In fact, so savage was the violence Morris dished out to suspected offenders, he earned himself the nickname ‘Blood-on-the-Boots’.
He remained in charge of a punishment squad right up until he was offered a paid position with the Community Restorative Justice organisation, a Government-funded group, strongly supported by Sinn Fein, prior to the party accepting the police as the primary service of law and order.
When rape allegations were first made against him, Morris was held under IRA house arrest at a number of locations in west Belfast, before being moved to a house in Ardoyne and then on to another in Glengormley.

The IRA’s decision to move quickly against Morris was an effort to placate members of the Cahill family, who were steeped in the republican tradition. It also served to limit any damage to Sinn Fein’s reputation in west Belfast.
Morris’s IRA comrades Padraic Wilson and Seamus Finucane were tasked with conducting inquiries into the allegations of rape from the three female members of the Cahill family.

However, the Sunday World can today confirm that while Morris was still under so-called ‘house arrest’ a CRJ wages cheque was delivered to him.
At the time, the Sunday World telephoned the CRJ office to inquire if they knew the whereabouts of its missing member. A spokesman told us: “He isn’t here and he is not expected back.”
The same spokesman later told us it was wrong that he had been employed there in the first place.
Prior to the devolution of justice and policing to the devolved Government at Stormont, Martin Morris’s name was mentioned in the highest echelons of power in Belfast, Dublin and London.

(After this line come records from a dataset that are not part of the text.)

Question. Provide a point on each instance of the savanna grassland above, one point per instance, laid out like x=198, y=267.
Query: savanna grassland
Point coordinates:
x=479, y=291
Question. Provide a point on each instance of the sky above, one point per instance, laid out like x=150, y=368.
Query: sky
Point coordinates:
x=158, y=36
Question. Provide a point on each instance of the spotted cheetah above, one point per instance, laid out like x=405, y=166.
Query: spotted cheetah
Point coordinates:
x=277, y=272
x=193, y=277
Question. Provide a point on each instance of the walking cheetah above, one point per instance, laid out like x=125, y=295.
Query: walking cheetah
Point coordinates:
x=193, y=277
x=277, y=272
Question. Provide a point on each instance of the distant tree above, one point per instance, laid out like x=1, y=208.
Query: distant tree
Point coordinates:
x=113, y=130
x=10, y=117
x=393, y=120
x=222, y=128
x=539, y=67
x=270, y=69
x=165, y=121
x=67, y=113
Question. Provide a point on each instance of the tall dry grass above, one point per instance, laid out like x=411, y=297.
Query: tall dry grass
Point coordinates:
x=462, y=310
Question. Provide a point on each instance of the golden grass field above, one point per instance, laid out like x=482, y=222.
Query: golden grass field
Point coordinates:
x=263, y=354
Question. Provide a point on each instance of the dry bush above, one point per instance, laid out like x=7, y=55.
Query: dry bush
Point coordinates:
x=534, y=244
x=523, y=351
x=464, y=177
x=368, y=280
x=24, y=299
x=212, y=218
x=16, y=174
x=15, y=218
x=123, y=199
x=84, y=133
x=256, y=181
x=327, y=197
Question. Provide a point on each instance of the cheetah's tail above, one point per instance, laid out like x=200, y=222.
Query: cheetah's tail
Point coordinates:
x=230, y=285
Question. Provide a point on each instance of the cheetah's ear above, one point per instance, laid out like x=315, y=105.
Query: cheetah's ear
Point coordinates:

Senior members of the SDLP lobbied senior officials in both the British and Irish Governments to quiz the party about Morris’s whereabouts, who was by then hiding out in Donegal, prior to moving to England.

Four years ago, one of the Cahill women at the centre of the sex abuse allegations against Morris spoke to the Sunday World. She specifically asked us not to use her first name in order to protect the feelings of an elderly aunt.

Ms Cahill said she was still a teenager when Morris – who was nearly 40 years of age at the time – first attacked her.
The woman said she used to visit Morris’s house and sit up late drinking with him, while his wife slept upstairs.
It was in the front room of Morris’s house that she was attacked for the first time. She maintained that after that she was repeatedly raped by him, but was too afraid to speak out.

Once she plucked up the courage to speak out she was driven by IRA men Wilson and Finucane to an address in west Belfast, where she confronted Morris. 
The two IRA men ordered her and another family member to attend a meeting where they were told it would be up to the Cahill family to sort it out.
And she also told us she met with Gerry Adams on a number of occasions to discuss the matter, but all of these meetings proved fruitless.
BBC’s Spotlight programme this week featured Joe Cahill’s grandniece Mairia, who accused Morris of repeatedly raping her. And she also accused Adams of being part of a republican plan to brush the matter under the carpet.

Although charges were brought against Morris, they were eventually dropped. And charges against Padraic Wilson and Seamus Finucane of forcing Mairia to attend a meeting organised by the IRA were also dropped.